Phoney Freedoms

The hidden pressures and pain of always being ‘on’.

You may have seen the image above. It’s popped up on my feeds multiple times In recent weeks and talks about the hidden pressures and pain people face that others may not be aware of. The woman thinks the man isn’t strong enough or doing enough to save her, and the man thinks the woman isn’t doing enough to help save herself. Both can’t see the obstacles each is facing without the other knowing, and only through communicating openly with each other will help them both understand.

After writing and sharing my recent article about bringing our social media into our bedroom, it gave me a chance to talk with my wife about why I wrote it. Understandably, she was upset that I hadn’t talked to her first (I should have) and felt what that what was portrayed was one sided. And she was right.

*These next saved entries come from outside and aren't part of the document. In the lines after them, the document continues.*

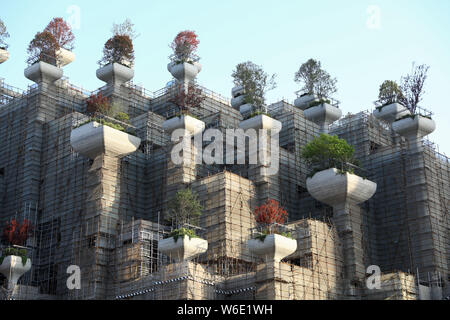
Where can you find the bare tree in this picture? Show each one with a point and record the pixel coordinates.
(412, 87)
(255, 81)
(315, 80)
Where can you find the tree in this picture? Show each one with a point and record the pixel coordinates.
(315, 80)
(62, 33)
(125, 29)
(327, 152)
(43, 48)
(193, 98)
(3, 35)
(389, 93)
(412, 86)
(184, 47)
(255, 81)
(118, 49)
(184, 208)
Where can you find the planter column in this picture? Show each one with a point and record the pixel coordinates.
(344, 192)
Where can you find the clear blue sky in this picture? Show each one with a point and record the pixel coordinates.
(279, 35)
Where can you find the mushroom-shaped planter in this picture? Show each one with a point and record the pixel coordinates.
(43, 71)
(184, 248)
(4, 55)
(304, 101)
(13, 268)
(184, 71)
(64, 57)
(94, 139)
(115, 73)
(335, 188)
(274, 247)
(391, 112)
(191, 125)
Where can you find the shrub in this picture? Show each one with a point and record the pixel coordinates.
(389, 93)
(15, 233)
(97, 103)
(184, 208)
(62, 33)
(255, 81)
(3, 35)
(118, 49)
(315, 80)
(327, 152)
(43, 48)
(184, 47)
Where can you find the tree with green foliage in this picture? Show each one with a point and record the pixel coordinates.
(3, 35)
(327, 151)
(389, 93)
(315, 80)
(255, 81)
(184, 209)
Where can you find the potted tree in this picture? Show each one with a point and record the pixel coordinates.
(4, 54)
(184, 65)
(42, 58)
(116, 65)
(389, 107)
(62, 32)
(13, 259)
(418, 122)
(333, 180)
(105, 131)
(315, 99)
(185, 100)
(184, 211)
(273, 243)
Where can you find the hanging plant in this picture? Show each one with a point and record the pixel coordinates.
(118, 49)
(188, 99)
(62, 32)
(43, 48)
(184, 47)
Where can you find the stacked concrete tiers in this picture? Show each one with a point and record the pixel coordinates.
(105, 213)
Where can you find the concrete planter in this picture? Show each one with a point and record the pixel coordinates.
(94, 139)
(237, 102)
(12, 268)
(4, 55)
(184, 72)
(413, 128)
(261, 122)
(115, 73)
(42, 71)
(64, 57)
(391, 112)
(191, 125)
(183, 249)
(304, 101)
(324, 114)
(237, 91)
(274, 247)
(333, 188)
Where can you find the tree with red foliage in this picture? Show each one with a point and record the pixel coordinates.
(17, 234)
(62, 33)
(43, 47)
(184, 46)
(270, 213)
(188, 100)
(97, 103)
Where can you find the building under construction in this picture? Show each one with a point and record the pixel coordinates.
(105, 212)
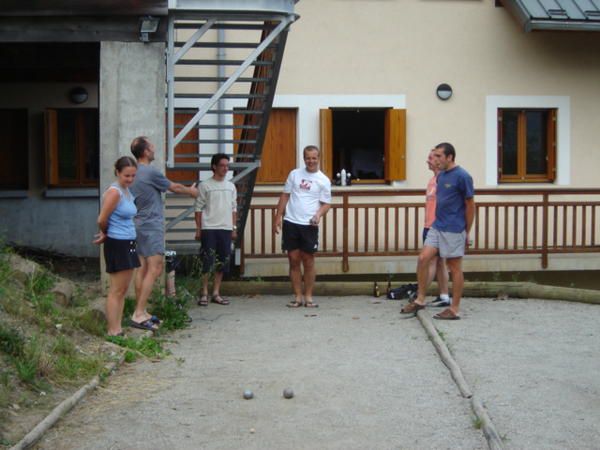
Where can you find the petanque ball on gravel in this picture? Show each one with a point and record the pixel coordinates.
(288, 393)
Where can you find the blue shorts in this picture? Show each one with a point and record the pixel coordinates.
(215, 250)
(150, 241)
(450, 245)
(120, 254)
(299, 237)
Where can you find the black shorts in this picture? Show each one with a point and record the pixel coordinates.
(120, 254)
(300, 237)
(215, 250)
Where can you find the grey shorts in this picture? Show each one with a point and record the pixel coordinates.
(449, 245)
(150, 242)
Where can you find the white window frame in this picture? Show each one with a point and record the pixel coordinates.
(563, 133)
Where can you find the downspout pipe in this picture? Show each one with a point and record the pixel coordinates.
(221, 74)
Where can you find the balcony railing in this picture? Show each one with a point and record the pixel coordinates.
(389, 223)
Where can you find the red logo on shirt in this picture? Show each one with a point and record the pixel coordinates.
(305, 184)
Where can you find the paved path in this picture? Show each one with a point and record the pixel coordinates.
(364, 378)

I explained that my intentions were good and that I missed the times when it was just us (being in our late 30s, we do remember the days before smartphones and social media). I told her that I can feel less important when she’s locked into her phone and that we both had to work on controlling how much we let our devices divide us.

Her response made me realise that I wasn’t seeing her pain and pressures.

Now, as a business owner, husband and father to two kids under four I have a lot on my plate and I do my best to give attention to everything and everyone in my life. It’s fair to say that work consumes a lot of my headspace, and I too am guilty of being too connected to my phone.

The same dopamine hit we get from social media, is the exact same hit I get from an incoming email. The smartphone that has enabled us to work in more flexible ways, is also a sure path to addiction. Despite having all of my phone notifications turned off, it lures me in.

Open email, pull down on the screen, watch the wheel spin, oh new email! Aw, not the one I was waiting for. Wait two minutes, pick up phone, open email, pull down on the screen, watch the wheel spin, argh! No new email. Wait two minutes, pick up phone, open email, pull down on the screen, watch the wheel spin, oh new email! That’s the one I was expecting. Reply. Repeat.

My phone has been great for flexibility and working on the go and allowing me to active all days of the week in my family life. I can control when and where I get work done. However it can also be a curse.

My phone gives me freedom but but when it lures me in I can subconsciously push people away.

It allows my work to be right there in my reach at the office, during my travels, at home, at the dinner table, on the couch, during school drop off and pickup and in my down time. Being quick to respond to business emails at all hours is something I’ve become accustomed to. It can make me less attuned to those close to me and fail to completely understand the pressures in their life. My approach to work made my wife feel, at times, like she couldn’t approach me.

By juggling my work demands, I dropped the ball on something much more important. Being present for my partner and my kids.

What I failed to realise is that my behaviour in being responsive to my business and my relentless vision to build the best life for my family can have the reverse effect. It keeps me from being there for them, wholly, and can blind me from seeing my wife’s intentions for what they were.

While I was feeling pushed away, she was supporting me in ways I didn’t see. She knew I was stressed and had a lot on my plate so didn’t want to burden me with what was burdening her.

She wasn’t pushing me away, she was shielding me from more stress.

I can’t help but wonder if my increasingly addictive behaviour on my device is decreasing my intuition and my ability to read nonverbal cues and real human emotions.

And so now it’s on me to make a conscious change, to hold up my end of the bargain. I’m incredibly fortunate to be married to my best friend and the love of my life. I plan on doing everything to break the grip my phone can have on me and get a better handle on being available and present for my family.